Noch effektiver wäre an dieser Stelle auch eine explosive Einheit. Z.B. beim Spazieren 3-4 kurze Sprints miteinzubauen. Natürlich schwieriger umsetzbar im Alltag, weshalb man überlegen könnte, diese Einheit gleich in die erste morgens oder noch zum Abend hin miteinzubauen. Dann allerdings sollte mehr Zeit eingeplant werden.

⇒ Erst jetzt genießt du dein „Mittagessen“ (es kann auch erst später am Nachmittag gegessen werden, je nach Hungergefühl):

z.B. ein PWO Shake aus 30 g Whey mit 250 ml Milch, 1 Banane, 3-4 hartgekochte Eier

Oder wer sich was vorkochen will bzw. noch braten kann: Z.B. 200-300 g Hähnchen oder Pute und 125 g Low Fat Mozzarella in einem bunten Salat (z.B. Eisbergsalat, Gurke, Tomaten etc.). Und wer völlig auf dem Schlauch steht, der isst einfach nochmal ’ne Portion Magerquark mit Proteinpulver und Beeren o.Ä. Obst.

  1. Nach dem Feierabend

Wenn noch ein Krafttraining auf dem Plan steht, dann ist jetzt ein guter Zeitpunkt. Die Postworkout Mahlzeit kann noch ein Shake sein und im Anschluss, wenn du richtig Hunger hast z.B.:

Je nach Aktivität, die am Tag so erbracht wird, kann der Bewegungsumfang angepasst werden. Ein Büromensch, der wahrscheinlich den halben Tag sitzt, muss schauen, wann und wie die Bewegung erfolgen soll. Der Energieumsatz eines Handwerkers ist hier natürlich um ein Vielfaches größer und braucht wahrscheinlich nur die richtigen Nährstoffe aus dem Essen als noch mehr schweres Training.

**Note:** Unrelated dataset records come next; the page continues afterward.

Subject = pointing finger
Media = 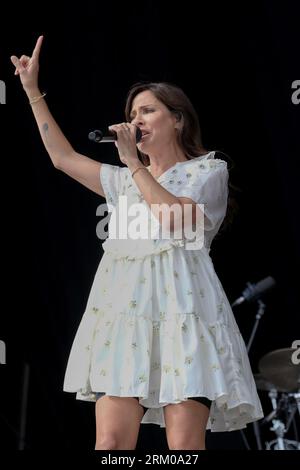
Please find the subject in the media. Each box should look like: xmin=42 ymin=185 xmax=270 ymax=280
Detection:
xmin=10 ymin=55 xmax=25 ymax=75
xmin=32 ymin=36 xmax=44 ymax=59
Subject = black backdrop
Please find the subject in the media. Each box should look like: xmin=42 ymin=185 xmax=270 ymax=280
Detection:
xmin=0 ymin=1 xmax=300 ymax=449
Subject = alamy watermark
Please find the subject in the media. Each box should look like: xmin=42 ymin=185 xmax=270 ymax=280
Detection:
xmin=0 ymin=340 xmax=6 ymax=364
xmin=291 ymin=339 xmax=300 ymax=366
xmin=291 ymin=80 xmax=300 ymax=104
xmin=0 ymin=80 xmax=6 ymax=104
xmin=96 ymin=195 xmax=204 ymax=250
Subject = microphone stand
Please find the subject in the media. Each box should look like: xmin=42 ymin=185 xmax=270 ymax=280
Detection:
xmin=246 ymin=299 xmax=266 ymax=450
xmin=231 ymin=299 xmax=266 ymax=450
xmin=247 ymin=299 xmax=266 ymax=354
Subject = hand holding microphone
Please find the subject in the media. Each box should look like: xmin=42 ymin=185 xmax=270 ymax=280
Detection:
xmin=88 ymin=127 xmax=142 ymax=144
xmin=89 ymin=122 xmax=142 ymax=167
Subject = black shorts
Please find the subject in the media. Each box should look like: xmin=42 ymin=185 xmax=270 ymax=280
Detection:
xmin=96 ymin=393 xmax=211 ymax=414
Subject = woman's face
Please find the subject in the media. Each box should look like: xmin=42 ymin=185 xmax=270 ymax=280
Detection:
xmin=130 ymin=90 xmax=178 ymax=155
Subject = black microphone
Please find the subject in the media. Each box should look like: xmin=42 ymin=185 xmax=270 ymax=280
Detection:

Abends noch einen langen Spaziergang?

Somit lassen sich solche Tage auch völlig anders gestalten. Z.B. legt man einen Spaziergang und Mobility Einheiten auf den Abend und trainiert morgens mit Gewichten. Es darf auch mal nur 1 Einheit sein oder nur ein langer Spaziergang… Zwischendurch mal ein paar Kniebeugen und Planks gehen aber immer.

Zeitmanagement ist alles

Ziel sollte es sein, sich die Zeit für solche Aktivitäten zu nehmen und diese sich zur Gewohnheit zu machen. Selbst in 10 Minuten vor dem Abendessen kann ein kleines Training absolviert werden. Es zählt ja die Tatsache, dass du dich bewegst und dann erst Nahrung mit den wichtigsten Nährstoffen aufnimmst.

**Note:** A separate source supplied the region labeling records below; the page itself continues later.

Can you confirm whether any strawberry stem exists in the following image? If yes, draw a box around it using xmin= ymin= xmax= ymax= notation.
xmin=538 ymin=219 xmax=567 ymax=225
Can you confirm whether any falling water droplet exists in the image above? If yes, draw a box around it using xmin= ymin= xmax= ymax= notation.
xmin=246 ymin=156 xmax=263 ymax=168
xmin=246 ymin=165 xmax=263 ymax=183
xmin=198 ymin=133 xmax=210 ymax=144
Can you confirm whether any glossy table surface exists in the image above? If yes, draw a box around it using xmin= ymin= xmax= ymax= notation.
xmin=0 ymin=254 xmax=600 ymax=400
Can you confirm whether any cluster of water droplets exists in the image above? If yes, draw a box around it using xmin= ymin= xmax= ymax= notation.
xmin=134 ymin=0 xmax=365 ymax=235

Achte aber auch darauf ausreichend Ruhetage zu planen, um ordentlich zu regenerieren und ein Übertraining zu vermeiden. Neben den richtigen Lebensmitteln können auch Supplemente eine Rolle spielen, die in so einem Tagesablauf dann und wann hinein passen.

Aber fürs erste: Keep it simple und mach Bewegung zu einer Gewohnheit.